-
Notifications
You must be signed in to change notification settings - Fork 86
Description
Platform
- SeqAn version: 3.0.2
- Operating system: Linux ubuntuvb 4.15.0-112-generic travis: Use g++-7 direcly from packages (and fix ubuntu 16.04 problems) #113-Ubuntu SMP Thu Jul 9 23:41:39 UTC 2020 x86_64 x86_64 x86_64 GNU/Linux
- Compiler: GCC 9.2.1
Question
I have a question regarding the new FM index implementation when trying to upgrade from SeqAn2 to SeqAn3.
When using the SeqAn FM index data structure but running my own algorithm on it, it was previously possible to obtain the node position of the underlying suffix tree and use it later to access the same node.

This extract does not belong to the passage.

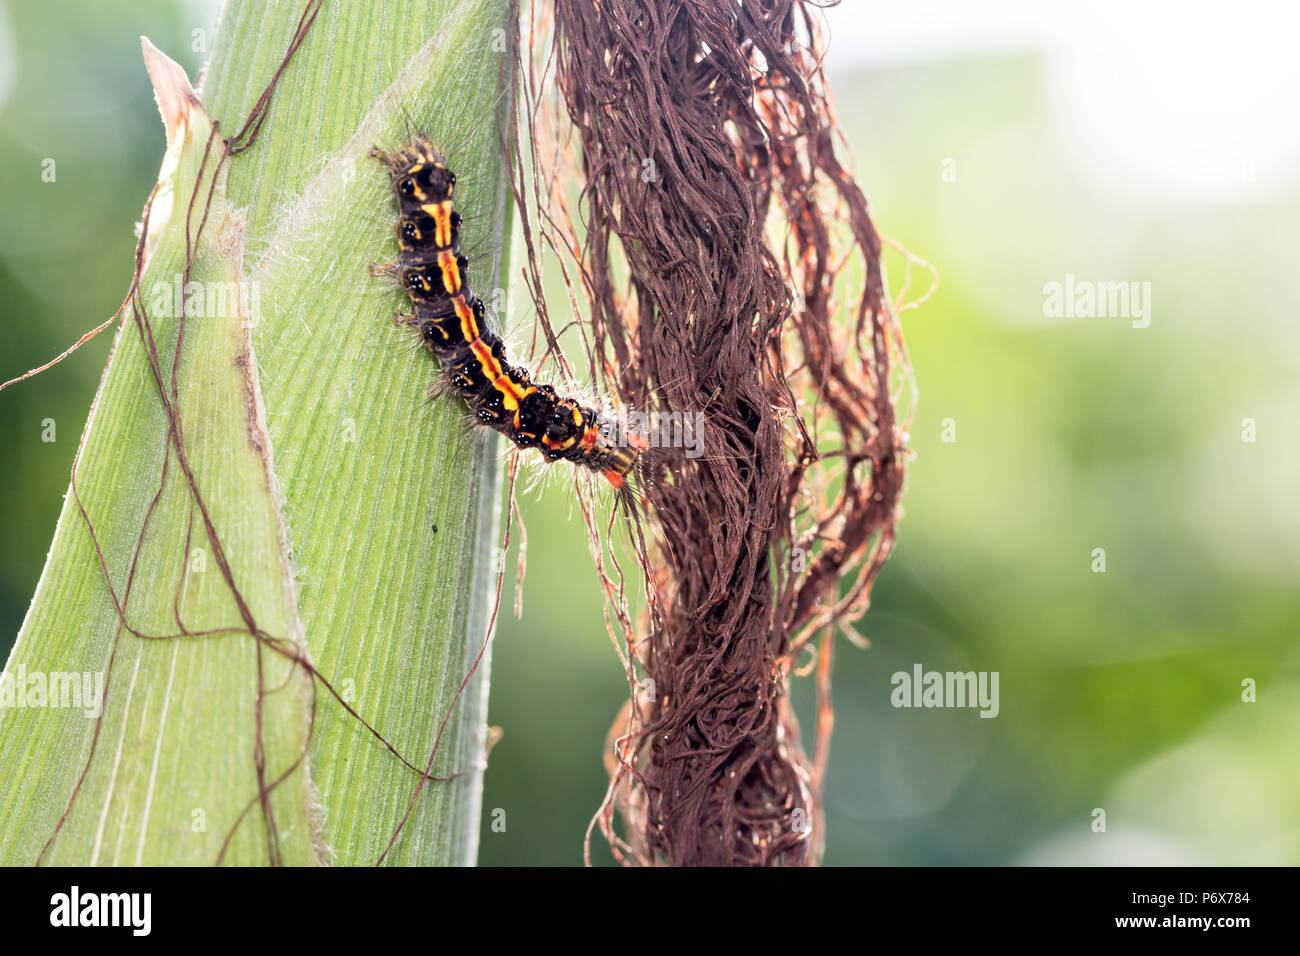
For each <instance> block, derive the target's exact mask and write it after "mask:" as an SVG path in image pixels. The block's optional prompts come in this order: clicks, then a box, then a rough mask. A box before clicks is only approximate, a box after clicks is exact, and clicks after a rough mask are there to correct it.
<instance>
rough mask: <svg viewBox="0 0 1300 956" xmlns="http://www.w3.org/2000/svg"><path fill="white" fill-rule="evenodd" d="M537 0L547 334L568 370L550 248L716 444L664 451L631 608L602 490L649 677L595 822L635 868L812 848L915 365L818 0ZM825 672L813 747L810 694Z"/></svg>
mask: <svg viewBox="0 0 1300 956" xmlns="http://www.w3.org/2000/svg"><path fill="white" fill-rule="evenodd" d="M526 14H528V16H526V18H525V21H524V25H525V31H529V35H528V36H526V38H525V44H529V47H530V51H532V59H530V61H529V62H525V64H524V69H523V73H521V81H523V85H524V90H523V94H524V95H523V98H521V101H523V103H524V113H523V121H521V130H520V134H521V138H523V142H524V147H523V151H524V153H525V156H524V159H525V160H528V164H526V165H528V168H526V170H525V168H524V165H523V164H521V166H520V168H519V169H517V170H516V177H515V189H516V198H517V199H519V206H520V209H521V215H523V220H524V222H523V225H524V239H525V243H526V248H528V260H526V265H525V269H524V277H525V281H526V284H528V286H529V291H530V294H532V297H533V300H534V303H536V304H537V312H538V319H539V326H541V328H542V330H543V333H545V339H546V352H547V355H549V356H550V359H551V360H555V362H558V363H559V364H560V365H562V367H563V360H562V359H556V358H555V355H556V352H558V345H556V333H555V329H554V328H552V321H551V317H550V312H549V311H547V307H546V297H545V294H543V290H542V282H541V267H542V261H543V259H546V258H547V256H549V255H555V256H556V258H558V259H560V260H562V261H563V260H564V259H565V258H567V259H568V263H569V264H571V265H565V267H564V278H565V282H567V285H568V286H569V293H571V294H569V307H571V308H572V310H573V312H575V317H578V315H580V312H581V311H586V312H589V320H588V321H589V324H586V325H581V328H582V334H584V342H585V345H586V350H588V352H589V358H590V359H591V362H593V368H595V369H598V373H599V375H601V377H602V378H603V380H604V385H606V386H607V389H608V390H610V392H611V393H612V394H614V395H616V397H617V398H619V399H620V401H621V402H624V403H627V405H628V406H630V407H634V408H640V410H654V411H660V412H663V411H667V412H681V414H685V415H694V414H697V412H702V414H703V416H705V418H703V421H705V429H703V432H702V436H701V437H702V441H703V457H699V458H690V457H686V455H684V454H681V453H680V451H679V453H676V454H673V453H671V451H668V453H663V454H659V455H655V457H654V458H651V467H650V472H651V473H649V475H647V476H646V477H647V481H646V483H645V488H646V499H647V501H646V503H647V506H649V507H647V509H645V510H643V516H645V520H643V522H642V520H637V525H636V529H634V533H633V541H634V544H636V545H637V551H638V555H640V559H641V562H642V564H643V567H645V571H646V575H647V605H649V613H647V614H645V615H643V618H642V619H641V620H638V622H636V623H633V622H632V620H630V619H629V615H628V610H627V607H628V605H627V601H625V600H624V591H623V575H621V571H617V572H616V575H615V574H614V572H611V570H610V566H611V564H614V566H615V568H616V561H615V559H614V551H612V550H610V549H608V548H606V549H603V550H602V546H601V545H599V529H598V527H597V524H595V522H594V520H593V519H591V516H590V502H591V501H593V498H584V502H585V505H584V516H585V518H586V522H588V529H589V533H590V535H591V536H593V542H594V545H595V546H594V548H593V554H594V555H595V558H597V564H598V568H599V571H601V574H602V580H603V583H604V589H606V594H607V597H608V598H610V600H608V602H607V605H608V606H610V610H611V614H610V618H611V635H614V633H615V628H617V630H621V631H623V644H624V646H625V648H627V653H624V662H625V665H627V669H628V679H629V685H630V687H632V691H633V692H632V697H630V700H629V702H628V705H627V706H625V708H624V711H623V714H621V715H620V717H619V721H617V722H616V724H615V728H614V731H611V754H612V756H611V758H610V761H608V765H610V770H611V786H610V791H608V795H607V799H606V801H604V804H603V805H602V808H601V809H599V810H598V813H597V817H595V819H594V821H593V823H594V825H597V826H599V829H601V831H602V832H603V834H604V836H606V838H607V839H608V842H610V845H611V848H612V851H614V853H615V856H616V857H617V858H619V860H620V861H623V862H629V864H668V865H806V864H815V862H818V860H819V858H820V852H822V847H823V844H824V827H823V819H822V810H820V792H822V782H823V779H824V774H826V760H827V752H828V745H829V734H831V722H832V711H831V705H829V670H831V658H832V654H831V649H832V640H833V636H835V633H836V632H837V631H845V632H848V633H849V635H850V636H852V635H853V631H852V622H854V620H855V619H857V618H859V617H861V615H862V614H863V613H865V611H866V607H867V602H868V598H870V591H871V584H872V580H874V579H875V576H876V574H878V572H879V570H880V567H881V564H883V563H884V561H885V558H887V557H888V554H889V551H891V549H892V546H893V541H894V525H896V518H897V510H898V499H900V494H901V490H902V479H904V455H905V453H904V444H905V441H906V428H905V425H902V424H901V423H900V421H898V415H897V412H896V399H897V398H898V397H900V393H904V392H907V390H909V385H910V382H911V378H910V368H909V367H907V363H906V354H905V351H904V343H902V337H901V334H900V329H898V324H897V319H896V316H894V312H893V311H892V310H891V307H889V303H888V302H887V298H885V293H884V280H883V274H881V261H880V260H881V246H880V238H879V235H878V234H876V230H875V226H874V225H872V222H871V217H870V215H868V211H867V202H866V198H865V195H863V191H862V189H861V187H859V186H858V185H857V182H854V179H853V177H852V174H850V173H849V172H848V170H846V169H845V166H844V165H842V164H841V163H842V160H841V156H840V153H842V151H844V144H842V142H841V137H840V134H839V131H837V127H836V125H835V120H833V116H832V109H831V103H829V94H828V90H827V85H826V81H824V77H823V72H822V55H823V52H824V35H823V34H824V25H823V23H822V21H820V16H819V12H818V10H816V9H815V8H811V9H810V5H809V4H805V3H802V1H800V0H767V1H766V3H749V1H745V3H741V1H740V0H599V1H598V3H593V1H591V0H555V4H554V22H552V23H551V22H549V21H547V18H546V13H545V12H543V10H542V9H541V5H539V4H534V5H533V7H530V8H529V9H528V12H526ZM547 34H551V36H550V40H549V38H547ZM547 91H551V99H550V100H549V99H547ZM555 91H558V94H556V92H555ZM556 100H558V103H556ZM549 103H550V105H551V109H547V104H549ZM573 164H580V168H577V169H575V168H573ZM573 181H580V182H581V183H582V190H581V195H580V196H577V202H576V203H575V202H573V195H572V193H569V191H567V190H565V183H568V182H573ZM529 200H532V204H529ZM575 220H581V226H582V228H578V226H577V225H575ZM571 268H572V271H573V272H576V276H577V280H578V285H580V287H581V293H582V299H584V303H582V307H581V308H580V307H578V303H577V295H576V294H575V291H573V289H575V282H573V278H572V276H571ZM536 345H537V343H536V342H534V346H536ZM909 403H910V402H909ZM581 490H582V489H580V493H581ZM611 523H612V519H611ZM642 524H645V525H646V527H645V528H643V529H642ZM650 525H653V527H650ZM646 541H650V542H653V544H651V546H650V548H649V549H647V548H646ZM617 643H619V641H617V640H616V644H617ZM813 670H815V671H816V691H818V704H819V706H818V718H816V732H815V741H814V748H813V754H811V756H809V754H806V753H805V750H803V748H802V747H801V743H800V734H798V724H797V722H796V719H794V714H793V710H792V708H790V705H789V697H788V691H789V679H790V675H792V674H793V672H807V671H813ZM646 678H649V679H650V682H653V683H649V682H647V680H646ZM650 688H653V691H650ZM615 810H617V813H619V814H620V816H621V818H623V825H621V827H620V826H616V825H615Z"/></svg>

This is for example necessary when writing interim states of the algorithm to disk and read it later to continue the index search.
In SeqAn2, I used the following way to achieve this:
// Index config
typedef seqan::FastFMIndexConfig<void, uint64_t,2 ,1> FMIConfig;
// Index type
typedef seqan::Index<seqan::StringSet<seqan::DnaString>, seqan::FMIndex<void, FMIConfig> > FMIndex;
// Vertex descriptor
typedef seqan::Iter<FMIndex,seqan::VSTree<seqan::TopDown<seqan::Preorder>>>::TVertexDesc FMVertexDescriptor;
// [...]
// Build index and do some search
// [...]
// Now I can simply use the FMVertexDescriptor to store the current index position of the algorithm:
// vDesc is an instance of FMVertexDescriptor
std::vector<char> data;
char* d = data.data();
memcpy(d, &vDesc, sizeof(FMVertexDescriptor));
// [...]
// And do the same to create a new vertex descriptor and continue the algorithm
void deserialize(char * d)
{
FMVertexDescriptor vDesc;
memcpy(&vDesc, d, sizeof(FMVertexDescriptor));
bytes += sizeof(FMVertexDescriptor);
//[...]
}When I tried to use the SeqAn3 FM index for the same thing, I recognized that in principle this should be possible using the seqan3::fm_index_cursor containing the node that is used for searching the index. Like this (minimal example):
// Assuming index_t is the index type used
index_t index;
// [...]
// build index
// [...]
seqan3::fm_index_cursor<index_t> cursor(index);
cursor.extend_right('G'_dna5);
// works fine so far.
// How could I now serialize the cursor, write it to a file,
// and load it later again to create a new cursor and continue search?My question: As far as I can observe, there is no way to access the private members node, parent_lb, parent_rb and sigma of seqan3::fm_index_cursor<index_t> for storing the cursor location. At the same time, it also seems not to be possible to create a cursor at a given position that was calculated before, e.g. by providing a constructor to create a cursor from the members mentioned above. Thus, is there currently any way to serialize / obtain the underlying values of FM index cursor positions and create a new cursor later using these values? Or any other way to perform one part of the search, store the current state and continue the search later with a new cursor instance?